With Nixon at risk, aides aimed to demonize Watergate prosecutor

Newly released records shed light on 2d term

June 24, 2009|Cal Woodward, Associated Press

WASHINGTON - When the Watergate scandal grew into a full-bore crisis, Richard Nixon’s aides hatched a plan to save his presidency: Convince lawmakers and the public that the Watergate prosecutor was a zealot holding a “pistol to the head’’ of the president. It didn’t work.

Memos and recordings released yesterday by the Nixon Presidential Library shed light on fateful moments of Nixon’s second term.
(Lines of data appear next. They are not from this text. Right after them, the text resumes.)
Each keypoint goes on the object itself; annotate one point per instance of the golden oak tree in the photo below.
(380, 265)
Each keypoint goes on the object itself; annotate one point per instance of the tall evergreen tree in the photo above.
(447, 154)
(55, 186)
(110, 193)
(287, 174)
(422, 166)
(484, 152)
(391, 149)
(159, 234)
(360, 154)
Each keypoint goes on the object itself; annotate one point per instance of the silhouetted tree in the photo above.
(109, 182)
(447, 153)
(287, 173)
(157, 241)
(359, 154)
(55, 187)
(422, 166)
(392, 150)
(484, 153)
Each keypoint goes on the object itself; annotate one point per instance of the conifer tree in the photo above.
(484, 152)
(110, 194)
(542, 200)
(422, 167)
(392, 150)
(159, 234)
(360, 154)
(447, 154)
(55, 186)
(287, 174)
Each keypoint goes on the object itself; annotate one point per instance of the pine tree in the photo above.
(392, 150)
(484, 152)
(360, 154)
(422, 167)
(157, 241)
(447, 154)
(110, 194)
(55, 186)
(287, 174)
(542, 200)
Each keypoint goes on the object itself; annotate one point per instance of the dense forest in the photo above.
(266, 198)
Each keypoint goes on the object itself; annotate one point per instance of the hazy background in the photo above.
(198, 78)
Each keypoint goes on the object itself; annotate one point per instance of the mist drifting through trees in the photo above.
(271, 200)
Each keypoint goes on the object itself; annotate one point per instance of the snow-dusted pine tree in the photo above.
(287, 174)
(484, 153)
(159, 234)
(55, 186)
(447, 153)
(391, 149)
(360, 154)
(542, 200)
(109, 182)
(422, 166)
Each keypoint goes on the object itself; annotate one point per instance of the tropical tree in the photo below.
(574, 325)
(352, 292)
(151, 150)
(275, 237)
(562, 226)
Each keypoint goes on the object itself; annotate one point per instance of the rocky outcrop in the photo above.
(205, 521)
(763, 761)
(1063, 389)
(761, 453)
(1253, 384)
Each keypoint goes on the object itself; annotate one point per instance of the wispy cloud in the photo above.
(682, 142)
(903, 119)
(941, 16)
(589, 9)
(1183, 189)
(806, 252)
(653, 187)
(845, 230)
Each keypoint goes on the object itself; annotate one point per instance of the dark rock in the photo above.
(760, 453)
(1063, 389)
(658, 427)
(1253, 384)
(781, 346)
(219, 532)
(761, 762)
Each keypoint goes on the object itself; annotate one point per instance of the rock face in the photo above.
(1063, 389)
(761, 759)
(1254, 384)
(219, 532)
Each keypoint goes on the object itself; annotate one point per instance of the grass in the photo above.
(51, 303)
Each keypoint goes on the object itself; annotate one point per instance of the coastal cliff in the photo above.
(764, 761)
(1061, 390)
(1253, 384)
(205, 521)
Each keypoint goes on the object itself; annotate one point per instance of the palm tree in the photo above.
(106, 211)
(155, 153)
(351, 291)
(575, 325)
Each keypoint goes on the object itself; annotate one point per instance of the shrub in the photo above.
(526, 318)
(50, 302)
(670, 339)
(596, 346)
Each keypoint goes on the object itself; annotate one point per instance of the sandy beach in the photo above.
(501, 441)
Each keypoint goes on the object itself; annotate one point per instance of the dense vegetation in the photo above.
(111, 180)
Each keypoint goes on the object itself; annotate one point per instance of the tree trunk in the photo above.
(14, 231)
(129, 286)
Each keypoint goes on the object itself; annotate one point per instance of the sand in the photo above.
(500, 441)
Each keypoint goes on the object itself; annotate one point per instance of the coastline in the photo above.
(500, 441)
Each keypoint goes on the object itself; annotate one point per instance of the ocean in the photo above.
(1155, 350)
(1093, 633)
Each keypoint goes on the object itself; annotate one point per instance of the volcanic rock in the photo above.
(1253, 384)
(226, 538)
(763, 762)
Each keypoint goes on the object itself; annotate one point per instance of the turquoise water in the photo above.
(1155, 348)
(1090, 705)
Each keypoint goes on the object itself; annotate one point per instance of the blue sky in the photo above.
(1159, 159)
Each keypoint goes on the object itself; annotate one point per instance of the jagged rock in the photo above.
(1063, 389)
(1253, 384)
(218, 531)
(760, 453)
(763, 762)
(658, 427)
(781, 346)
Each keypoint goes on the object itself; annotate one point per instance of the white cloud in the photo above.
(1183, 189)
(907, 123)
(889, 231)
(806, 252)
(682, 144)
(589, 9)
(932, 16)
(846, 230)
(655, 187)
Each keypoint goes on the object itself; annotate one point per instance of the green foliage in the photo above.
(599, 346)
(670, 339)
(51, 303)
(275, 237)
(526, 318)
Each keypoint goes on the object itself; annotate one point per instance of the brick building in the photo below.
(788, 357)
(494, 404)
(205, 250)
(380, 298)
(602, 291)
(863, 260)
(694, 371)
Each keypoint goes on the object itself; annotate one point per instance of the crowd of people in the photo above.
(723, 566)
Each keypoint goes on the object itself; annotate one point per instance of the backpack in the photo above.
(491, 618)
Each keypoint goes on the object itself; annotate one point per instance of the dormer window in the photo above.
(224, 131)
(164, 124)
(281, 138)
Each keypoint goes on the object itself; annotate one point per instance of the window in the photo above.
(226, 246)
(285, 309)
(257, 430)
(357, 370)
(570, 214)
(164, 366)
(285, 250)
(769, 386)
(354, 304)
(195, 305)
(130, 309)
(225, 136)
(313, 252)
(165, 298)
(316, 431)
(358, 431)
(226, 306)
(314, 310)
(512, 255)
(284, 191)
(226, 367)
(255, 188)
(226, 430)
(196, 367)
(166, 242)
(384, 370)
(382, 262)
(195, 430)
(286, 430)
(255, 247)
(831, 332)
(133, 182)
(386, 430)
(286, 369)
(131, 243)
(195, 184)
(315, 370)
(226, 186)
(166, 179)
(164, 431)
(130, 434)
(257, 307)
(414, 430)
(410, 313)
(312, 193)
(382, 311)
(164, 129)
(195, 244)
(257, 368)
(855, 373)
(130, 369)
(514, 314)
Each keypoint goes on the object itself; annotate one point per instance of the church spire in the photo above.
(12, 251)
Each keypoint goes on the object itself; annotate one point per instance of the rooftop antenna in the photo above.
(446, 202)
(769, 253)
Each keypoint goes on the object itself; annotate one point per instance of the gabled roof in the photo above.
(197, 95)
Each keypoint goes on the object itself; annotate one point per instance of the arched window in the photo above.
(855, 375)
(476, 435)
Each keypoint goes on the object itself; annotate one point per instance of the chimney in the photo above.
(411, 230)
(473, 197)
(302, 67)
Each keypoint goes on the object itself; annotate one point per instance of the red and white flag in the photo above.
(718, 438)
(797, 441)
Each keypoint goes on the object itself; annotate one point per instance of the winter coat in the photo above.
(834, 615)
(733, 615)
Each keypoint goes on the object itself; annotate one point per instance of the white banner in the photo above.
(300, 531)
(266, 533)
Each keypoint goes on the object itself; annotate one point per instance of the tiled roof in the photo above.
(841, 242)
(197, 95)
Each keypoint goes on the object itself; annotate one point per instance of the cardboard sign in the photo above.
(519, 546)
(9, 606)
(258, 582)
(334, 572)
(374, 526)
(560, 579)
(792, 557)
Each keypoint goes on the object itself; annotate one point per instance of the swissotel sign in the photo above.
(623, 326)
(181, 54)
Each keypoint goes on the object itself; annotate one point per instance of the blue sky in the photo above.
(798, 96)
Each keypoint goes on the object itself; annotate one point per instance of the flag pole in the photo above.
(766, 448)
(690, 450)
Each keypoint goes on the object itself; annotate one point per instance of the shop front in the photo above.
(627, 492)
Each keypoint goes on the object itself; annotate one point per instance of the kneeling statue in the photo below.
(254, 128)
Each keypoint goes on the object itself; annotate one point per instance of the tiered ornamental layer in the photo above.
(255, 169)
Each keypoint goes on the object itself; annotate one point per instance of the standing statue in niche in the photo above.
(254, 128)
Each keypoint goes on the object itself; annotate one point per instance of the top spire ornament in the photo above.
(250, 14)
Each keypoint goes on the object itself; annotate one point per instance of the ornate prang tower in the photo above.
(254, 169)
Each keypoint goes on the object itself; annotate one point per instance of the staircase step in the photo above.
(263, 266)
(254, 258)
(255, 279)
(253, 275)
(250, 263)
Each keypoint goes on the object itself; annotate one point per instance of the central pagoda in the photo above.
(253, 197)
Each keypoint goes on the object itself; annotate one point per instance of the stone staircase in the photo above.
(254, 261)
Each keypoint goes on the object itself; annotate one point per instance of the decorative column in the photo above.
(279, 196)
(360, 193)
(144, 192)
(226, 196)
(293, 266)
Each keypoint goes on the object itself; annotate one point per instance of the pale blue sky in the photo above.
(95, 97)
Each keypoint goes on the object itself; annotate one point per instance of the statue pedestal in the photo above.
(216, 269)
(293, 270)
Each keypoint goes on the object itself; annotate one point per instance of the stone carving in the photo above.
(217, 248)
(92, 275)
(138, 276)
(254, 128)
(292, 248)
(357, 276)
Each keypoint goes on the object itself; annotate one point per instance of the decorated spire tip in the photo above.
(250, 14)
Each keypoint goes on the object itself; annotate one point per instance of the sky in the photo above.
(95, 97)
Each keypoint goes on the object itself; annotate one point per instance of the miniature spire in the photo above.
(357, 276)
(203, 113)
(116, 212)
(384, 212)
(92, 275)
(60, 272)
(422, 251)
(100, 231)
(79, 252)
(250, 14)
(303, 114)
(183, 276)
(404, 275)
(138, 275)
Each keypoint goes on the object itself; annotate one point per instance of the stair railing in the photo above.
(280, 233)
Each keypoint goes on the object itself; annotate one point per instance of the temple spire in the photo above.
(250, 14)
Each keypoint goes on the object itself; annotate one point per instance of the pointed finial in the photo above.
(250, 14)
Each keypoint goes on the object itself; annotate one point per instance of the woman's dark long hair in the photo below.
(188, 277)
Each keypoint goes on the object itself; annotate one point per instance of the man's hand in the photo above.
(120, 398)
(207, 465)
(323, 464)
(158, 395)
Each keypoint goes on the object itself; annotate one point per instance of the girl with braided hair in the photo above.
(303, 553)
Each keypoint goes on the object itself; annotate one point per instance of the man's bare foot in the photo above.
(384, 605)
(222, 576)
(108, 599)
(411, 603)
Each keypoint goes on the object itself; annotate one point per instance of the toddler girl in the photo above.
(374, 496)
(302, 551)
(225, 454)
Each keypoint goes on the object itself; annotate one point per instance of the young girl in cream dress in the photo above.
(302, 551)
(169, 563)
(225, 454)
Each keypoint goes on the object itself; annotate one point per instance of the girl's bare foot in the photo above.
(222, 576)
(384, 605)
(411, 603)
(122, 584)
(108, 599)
They also give insights into a well-known characteristic of Nixon and his aides - a hair-trigger sensitivity to political rivals and quick resort to machinations against them.

A 1972 meeting between Nixon and his chief of staff produced an informal directive to “destroy’’ the “pip-squeak’’ running for Democratic vice president, according to scribbled notes.

In a memo three years earlier, Nixon’s staff assistant describes placing the movements of the Kennedys under observation in Massachusetts after Edward M. Kennedy drove off a bridge in an accident that drowned his female companion.

The materials show Nixon as sharp-witted, crude, and sometimes surprisingly liberal.

In one letter, he solidly endorses the Equal Rights Amendment, saying that for 20 years “I have not altered my belief that equal rights for women warrant a constitutional guarantee.’’ The amendment failed.

Yet in a taped conversation with George H.W. Bush, then GOP chairman, he pitched the recruitment of pretty women in particular to run for the party, after two caught his eye in the South Carolina Legislature.

Watergate was a gathering drumbeat through it all. A nine-page handwritten note by Nixon domestic policy adviser Kenneth Cole reflects on the unfolding “Saturday night massacre,’’ when Nixon fired Watergate special prosecutor Archibald Cox and lost the two top Justice Department officials in October 1973.

Cox was pressing relentlessly for Nixon’s White House tape recordings as he investigated the president’s involvement in the Watergate coverup. Attorney General Elliot Richardson and his deputy, William D. Ruckelshaus, balked at Nixon’s decision to fire Cox - and were removed.

Cole recommended demonizing the investigator - a tactic President Clinton and his aides would try in his own impeachment drama years later, against prosecutor Kenneth Starr.

“Cox wanted to keep this an unending crisis of the body politic,’’ Cole wrote, laying out an argument for Nixon partisans that would be called talking points today.